Como prova de que a crise só ensina algo para quem quer aprender algo, há deputados do baixo clero, estrato de origem de Severino, empenhados em suceder seu rei deposto para continuar sua obra. Há dois notórios candidatos nesse segmento. São eles: João Caldas, do PL de Alagoas, conhecido pela inquietação ideológica que lhe dificulta enormemente a permanência numa mesma legenda, e Ciro Nogueira, do PP do Piauí, afilhado de Severino e maestro do mais populoso festival de nepotismo da Câmara (emprega, ao que se sabe, nada menos que oito parentes na Casa). As negociações para a sucessão de Severino, portanto, se dão num plantel de deputados que só querem se projetar, ou só pensam em 2006. "Imagine quando todas essas negociações heterodoxas para eleger o presidente da Câmara forem reveladas. É capaz de o novo presidente durar menos que o Severino", ironiza o baiano Walter Pinheiro, da esquerda petista.

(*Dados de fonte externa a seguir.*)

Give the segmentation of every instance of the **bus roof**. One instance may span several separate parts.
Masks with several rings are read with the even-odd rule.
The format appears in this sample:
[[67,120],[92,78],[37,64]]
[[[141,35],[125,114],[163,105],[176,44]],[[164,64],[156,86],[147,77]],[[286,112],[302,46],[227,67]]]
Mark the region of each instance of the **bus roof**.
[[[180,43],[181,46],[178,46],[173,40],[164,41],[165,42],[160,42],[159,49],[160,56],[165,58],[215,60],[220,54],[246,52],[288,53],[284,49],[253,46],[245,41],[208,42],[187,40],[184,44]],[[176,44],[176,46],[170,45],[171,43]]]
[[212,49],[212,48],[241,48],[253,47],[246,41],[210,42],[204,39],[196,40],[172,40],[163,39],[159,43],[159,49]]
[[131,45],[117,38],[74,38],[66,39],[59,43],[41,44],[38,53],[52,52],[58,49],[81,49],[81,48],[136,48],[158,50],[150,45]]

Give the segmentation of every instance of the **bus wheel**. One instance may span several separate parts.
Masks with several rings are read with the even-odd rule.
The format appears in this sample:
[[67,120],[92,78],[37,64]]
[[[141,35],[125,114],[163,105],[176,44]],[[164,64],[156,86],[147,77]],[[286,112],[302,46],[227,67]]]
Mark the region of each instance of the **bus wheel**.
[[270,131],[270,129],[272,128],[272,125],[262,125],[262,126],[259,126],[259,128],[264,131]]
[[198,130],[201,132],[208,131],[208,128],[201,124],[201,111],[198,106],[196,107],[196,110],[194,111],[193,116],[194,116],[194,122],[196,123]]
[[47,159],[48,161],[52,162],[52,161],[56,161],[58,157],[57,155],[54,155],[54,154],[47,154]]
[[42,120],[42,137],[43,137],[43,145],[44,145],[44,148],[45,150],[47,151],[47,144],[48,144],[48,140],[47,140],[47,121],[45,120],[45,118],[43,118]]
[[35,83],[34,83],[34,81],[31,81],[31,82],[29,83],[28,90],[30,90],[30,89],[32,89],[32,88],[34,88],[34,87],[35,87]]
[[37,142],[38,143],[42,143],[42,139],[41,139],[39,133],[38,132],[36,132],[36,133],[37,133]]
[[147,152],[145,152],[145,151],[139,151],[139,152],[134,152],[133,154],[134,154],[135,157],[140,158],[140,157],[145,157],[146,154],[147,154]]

Há negociações à luz do dia, porém. Uma delas é capitaneada pelo ex-ministro Eduardo Campos, que vem procurando os candidatos mais sensatos para convencê-los a assinar um compromisso público com medidas moralizadoras. Quem assina o documento se compromete – se eleito – a tocar em frente o processo de cassação dos mensaleiros, auditar os contratos com prestadores de serviço à Câmara, combater as quadrilhas de deputados que usam comissões internas e CPIs para achacar possíveis envolvidos no assunto sob investigação e, por fim, colocar em votação projetos de interesse do país, e não apenas do governo. A perspectiva de ter uma Câmara comandada por um político comprometido com o país é uma notícia alvissareira. O grupo poderia começar evitando o espetáculo lamentável da semana passada, quando os seguranças da Casa foram chamados para esvaziar as galerias em rebeldia – e saíram espancando estudantes, dando chutes, pontapés e golpes de jiu-jítsu. Três universitários ficaram feridos. Um show de truculência contra aqueles que sempre foram a consciência da nação – os jovens.